# I plasti-dipped the rockers



## silverram323 (Mar 16, 2012)

Winter is here in Minnesota now so i decided to plasti-dip the rockers panels to help protect the paint from all the sand and gravel on the roads. There is a crease or door line that i followed to keep it straight.

what do you think?


----------



## obermd (Mar 3, 2012)

I like it. I makes your mud flaps blend in better as well.


----------



## Starchy (Aug 30, 2012)

That is definitely a quality looking plasti-dip job! Interesting idea! Overall looks good!


----------



## AutumnCruzeRS (Sep 10, 2012)

:goodjob: Hope it works well for you. What did you do for preping other than masking off? Did you do rear lower fender behind the wheels too?


----------



## rmass09 (Apr 17, 2011)

Looks great!


----------



## tecollins1 (Nov 6, 2011)

Looks good.

I've thought about doing this due to the PA winter :/ 


Sent from my iPhone using AutoGuide.com App


----------



## Jnoobs (Nov 22, 2012)

Are those rims plasti-dipped? The whole setup looks great!


----------



## sciphi (Aug 26, 2011)

Looks good! And, it can be repeated/touched up as needed. 

How far under the car did you go?


----------



## silverram323 (Mar 16, 2012)

Thanks for the feedback guys...




Jnoobs said:


> Are those rims plasti-dipped? The whole setup looks great!


yes the rims are dipped also.



sciphi said:


> Looks good! And, it can be repeated/touched up as needed.
> 
> How far under the car did you go?


I did it far enough to cover the under side of the rockers.



AutumnCruzeRS said:


> :goodjob: Hope it works well for you. What did you do for preping other than masking off? Did you do rear lower fender behind the wheels too?


I prepared with a product call grease and wax remover (made by Duplicolor) got it at the local auto parts store. then using a lint free towel clean with a glass cleaner 3 different times. then put on 3 coats of plasti-dip.


----------



## spaycace (Feb 9, 2012)

I'm just curious as to how difficult it would be to remove the plasti-dip if you should ever choose to do so ... On any of the items you have "dipped" ??


----------



## silverram323 (Mar 16, 2012)

spaycace said:


> I'm just curious as to how difficult it would be to remove the plasti-dip if you should ever choose to do so ... On any of the items you have "dipped" ??
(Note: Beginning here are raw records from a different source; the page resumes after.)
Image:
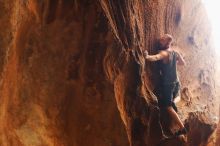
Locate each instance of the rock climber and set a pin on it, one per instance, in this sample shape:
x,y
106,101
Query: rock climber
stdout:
x,y
167,58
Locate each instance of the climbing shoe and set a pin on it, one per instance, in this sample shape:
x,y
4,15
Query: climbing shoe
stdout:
x,y
180,132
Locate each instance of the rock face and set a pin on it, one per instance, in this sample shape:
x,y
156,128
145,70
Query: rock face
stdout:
x,y
73,72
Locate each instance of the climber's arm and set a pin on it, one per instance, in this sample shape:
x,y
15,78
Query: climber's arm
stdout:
x,y
161,55
180,59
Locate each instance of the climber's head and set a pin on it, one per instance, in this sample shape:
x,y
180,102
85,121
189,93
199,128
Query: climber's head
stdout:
x,y
165,41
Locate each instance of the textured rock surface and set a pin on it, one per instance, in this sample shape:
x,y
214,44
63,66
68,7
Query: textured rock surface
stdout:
x,y
73,72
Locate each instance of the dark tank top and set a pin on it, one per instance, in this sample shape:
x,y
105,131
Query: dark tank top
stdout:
x,y
168,70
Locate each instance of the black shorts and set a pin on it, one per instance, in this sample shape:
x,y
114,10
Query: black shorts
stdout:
x,y
169,92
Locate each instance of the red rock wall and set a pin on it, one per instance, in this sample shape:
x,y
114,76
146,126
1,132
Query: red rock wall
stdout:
x,y
73,72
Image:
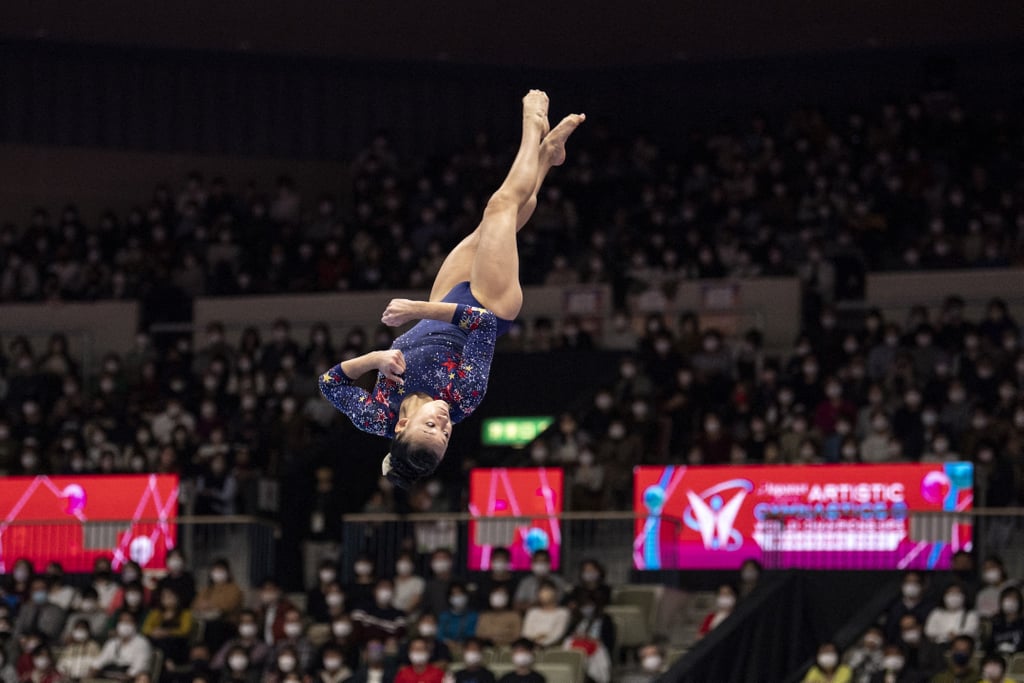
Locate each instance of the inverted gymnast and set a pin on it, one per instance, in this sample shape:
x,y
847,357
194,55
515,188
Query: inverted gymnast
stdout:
x,y
436,374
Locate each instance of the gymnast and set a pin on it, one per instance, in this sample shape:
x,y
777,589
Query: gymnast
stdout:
x,y
436,374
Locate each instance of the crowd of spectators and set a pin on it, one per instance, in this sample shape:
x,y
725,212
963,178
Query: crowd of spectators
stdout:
x,y
966,627
386,625
921,184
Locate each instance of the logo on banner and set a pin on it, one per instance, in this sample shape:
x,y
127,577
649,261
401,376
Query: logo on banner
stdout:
x,y
713,514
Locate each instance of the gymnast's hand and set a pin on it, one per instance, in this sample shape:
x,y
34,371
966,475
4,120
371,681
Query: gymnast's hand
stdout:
x,y
399,311
392,364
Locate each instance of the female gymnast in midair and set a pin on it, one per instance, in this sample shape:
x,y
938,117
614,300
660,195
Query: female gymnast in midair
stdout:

that's the beauty of plasti dip, it peels right off if you want it to.


Sent from my DROID X2 using AutoGuide.Com Free App


----------



## spaycace (Feb 9, 2012)

Thanks ... It looks dam near factory by the way, great job!


----------



## Jnoobs (Nov 22, 2012)

Definitely considering doing this to my rims as well. Have heard great things on here about plasti-dip. Also love the fact that it peels right off.


----------



## mcg75 (Mar 5, 2012)

A lot of cars I see with the dry undercoating actually get rotted out anyway. All it takes is a rock scrape and then the undercoating serves to keep the salt in as opposed to out. 

If it's easy like you said, I'd peel it off each spring, wash it down and reapply.


----------



## wstadnick (Feb 9, 2012)

Very nice, i was debating doing the same thing but ran outta time before the cold came. Went higher then i was thinking, was gonna keep mying below the door. Thought about stenciling Chevy with a bow tie to break up the black a little bit. Or even put RS rather then the bow and moves the badges to the front grille.

Plastidip is just so much fun :eusa_clap:


----------



## Handles (Oct 8, 2012)

So how did the Plastidip hold up to the winter in MN (I'm on the MN/WI border)? Have you had to re-apply or touch up? I really like this idea for not only my cruze, but the rockers on my pickup are completely rotted out. I would like to cut them out and weld in some new this summer and have thought about dipping them as 1. a way to cover up the less than perfect job I would probably do 2. prevent further rust. 
Thoughts or opinions?


----------



## silverram323 (Mar 16, 2012)

They held up good. On the passenger side i had one spot from some one that rubbed there shoe/boot and it rubbed the dip off. I peeled it off and resprayed it. 

Over all, im happy with the results. 


Sent from AutoGuide.com Free App


----------